Une initiative à souligner, donc, du moins pour qui n’a pas déjà acheté les deux premiers tomes en poche en attendant le troisième… Dans ce cas-là, évidemment, dommage…

Ce Codex Merlin occupa l’auteur une bonne partie de la décennie passée, en fait peu ou prou jusqu’à sa mort. Les Royaumes Brisés, le tome 3, fut d’ailleurs son avant-dernier roman, ultime récit avant Avilion, un retour à l’univers des Mythagos — mais l’a-t-il jamais quitté ? — publié l’année de sa mort et toujours inédit en France (annoncé toutefois chez Denoël dans la collection « Lunes d’encre »). Autant dire qu’il ne fallait pas s’attendre ici à une série mineure…

Retrouver ces trois tomes réunis en un seul volume permet en tout cas de se rendre compte de façon bien plus évidente à quel point les thèmes de prédilection de l’auteur hantent cette trilogie : le passage du temps, le poids des mythes, leurs liens ô combien étroits, la superposition de dimensions étonnantes, entre rêve et réalité… L’occasion aussi d’éviter d’oublier la moitié du tome précédent avant d’enchaîner sur le suivant, ce qui, dans le cas présent, pourrait s’avérer problématique : la lecture de ce codex est exigeante et a tendance à le devenir de plus en plus au fil des pages : le lire en diagonale, c’est se condamner non pas à une simple lecture superficielle, mais à un véritable impair.

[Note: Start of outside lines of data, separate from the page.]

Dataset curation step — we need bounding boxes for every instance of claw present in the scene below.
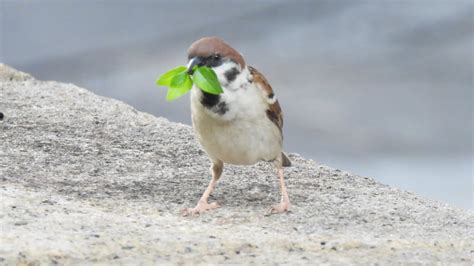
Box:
[181,202,221,217]
[266,201,290,216]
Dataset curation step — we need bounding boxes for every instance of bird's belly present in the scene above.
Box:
[193,117,282,165]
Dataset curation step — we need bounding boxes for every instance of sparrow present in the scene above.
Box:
[183,37,291,216]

Comme souvent chez Holdstock, l’atmosphère constitue un ingrédient clé de la réussite de l’intrigue, soutenue par une prose minérale puissamment évocatrice, et ce sans avoir besoin pour autant de dérouler des pages et des pages de description. Le lecteur se retrouve à arpenter des mondes sombres et mystérieux, dont les lueurs fugaces croisées en cours de route s’avèrent souvent trompeuses, et, quoi qu’il arrive, toujours déroutantes.

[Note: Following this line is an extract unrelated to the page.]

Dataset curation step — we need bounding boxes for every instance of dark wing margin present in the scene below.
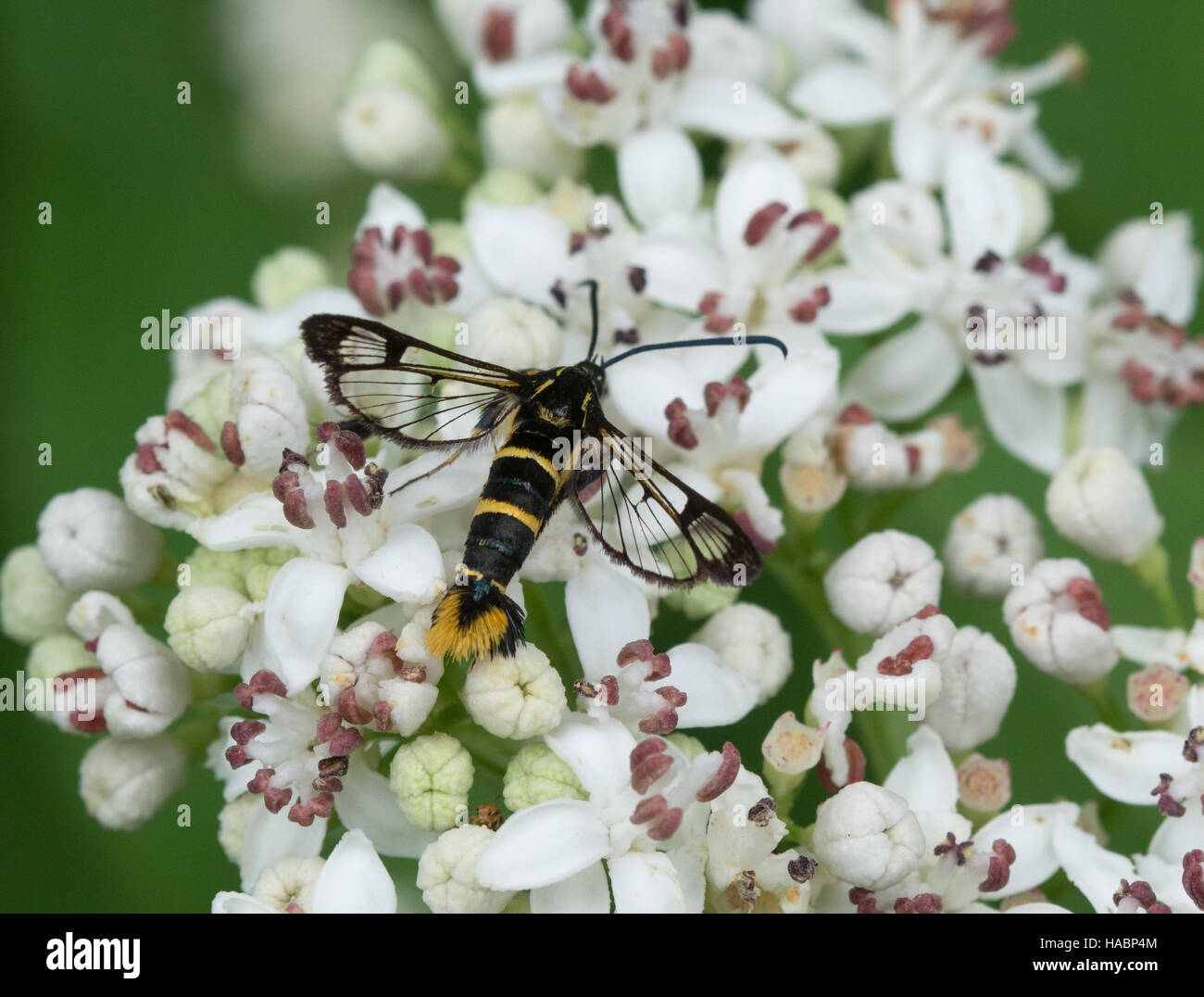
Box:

Il faut dire que ce Merlin n’est pas forcément le guide le plus sûr qui soit : hésitant, souvent en proie au doute, manipulateur, réticent à l’idée de contempler le futur… Si jeune et si vieux à la fois, Merlin incarne une vision de l’Enchanteur à la fois fidèle et inédite, démontrant à lui seul la réussite de l’auteur et son habileté à concevoir un canevas que d’aucuns auraient imaginé incongru. Son Merlin — en réalité, un surnom — est un être mystérieux apparu à l’aube des temps. Ses souvenirs sont incomplets, mais sa magie puissante… Pour importante qu’elle soit, cette figure narrative centrale est toutefois loin d’écraser les autres personnages. Au contraire, Merlin est souvent lui-même spectateur d’une aventure moins épique qu’il n’y paraît. Les protagonistes principaux sont nombreux et profonds, indéniablement… humains, chacun devant composer avec des forces et des faiblesses qui ne les rendent souvent que plus attachants. Et comment ne pas citer le navire Argo, lui aussi personnage à part entière, dans un monde où le surnaturel existe « pour garder la nature sous contrôle », nous dit-on.

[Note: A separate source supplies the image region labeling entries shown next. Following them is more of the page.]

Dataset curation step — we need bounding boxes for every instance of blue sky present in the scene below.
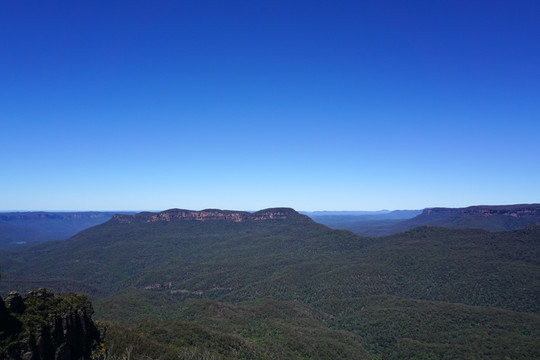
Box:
[0,1,540,211]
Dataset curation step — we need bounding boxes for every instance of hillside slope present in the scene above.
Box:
[0,208,540,359]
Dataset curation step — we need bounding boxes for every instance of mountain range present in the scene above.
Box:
[311,204,540,236]
[0,205,540,359]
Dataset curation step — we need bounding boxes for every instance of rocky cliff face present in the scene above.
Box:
[0,289,100,360]
[111,208,312,223]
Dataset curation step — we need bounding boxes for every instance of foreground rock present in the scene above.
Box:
[0,289,100,360]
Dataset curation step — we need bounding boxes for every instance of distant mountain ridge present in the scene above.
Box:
[394,204,540,232]
[0,211,135,248]
[111,208,312,224]
[312,204,540,236]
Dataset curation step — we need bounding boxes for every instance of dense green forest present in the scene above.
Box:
[0,209,540,359]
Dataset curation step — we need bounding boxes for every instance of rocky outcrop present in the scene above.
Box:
[111,208,312,223]
[0,289,100,360]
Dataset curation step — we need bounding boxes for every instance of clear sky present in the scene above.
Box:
[0,0,540,211]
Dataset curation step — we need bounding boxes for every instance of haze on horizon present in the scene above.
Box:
[0,1,540,211]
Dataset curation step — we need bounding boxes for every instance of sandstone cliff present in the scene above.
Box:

A travers cette trilogie où les frontières sont souvent abolies, brumeuses, intangibles, Robert Holdstock démontre sa capacité à abolir les frontières, justement, entre les genres, au profit, pour le coup, de la fantasy. Non, ce genre ne se limite pas aux cycles de high fantasy interminables, aussi réussis soient-ils dans leur domaine, et c’est heureux. Le syncrétisme mythologique de l’auteur frappe également l’esprit par sa pertinence. Mais celui-ci ne se livre pas à un exercice de style vain ou un étalage de connaissances. Holdstock n’oublie jamais qu’il est là pour jouer les conteurs, à même de transmettre son histoire, de faire le pont entre les profondeurs de ces brumes flirtant souvent avec l’ésotérisme et la symbolique et le lecteur, et avec quel talent ! Dépouillés de leurs oripeaux historiques, ces diverses antiquités ne font plus qu’une et Les Royaumes Brisés (« les rois brisés », en anglais…) représente ainsi une conclusion logique et douce-amère, où les pistes inexplorées précédemment le restent parfois… pour de bonnes raisons.

Portée par des personnages travaillés et une intrigue qui ne l’est pas moins, cette trilogie se mérite. Le Graal de Fer, second volet du cycle, notamment, demandera de véritables efforts pour plonger plus loin encore dans cet univers saturé de références. Et si ses eaux sont plus calmes, elles ne sont pas apaisées pour autant. Le souffle de la quête, bien que volontiers changeant, demeure de bout en bout.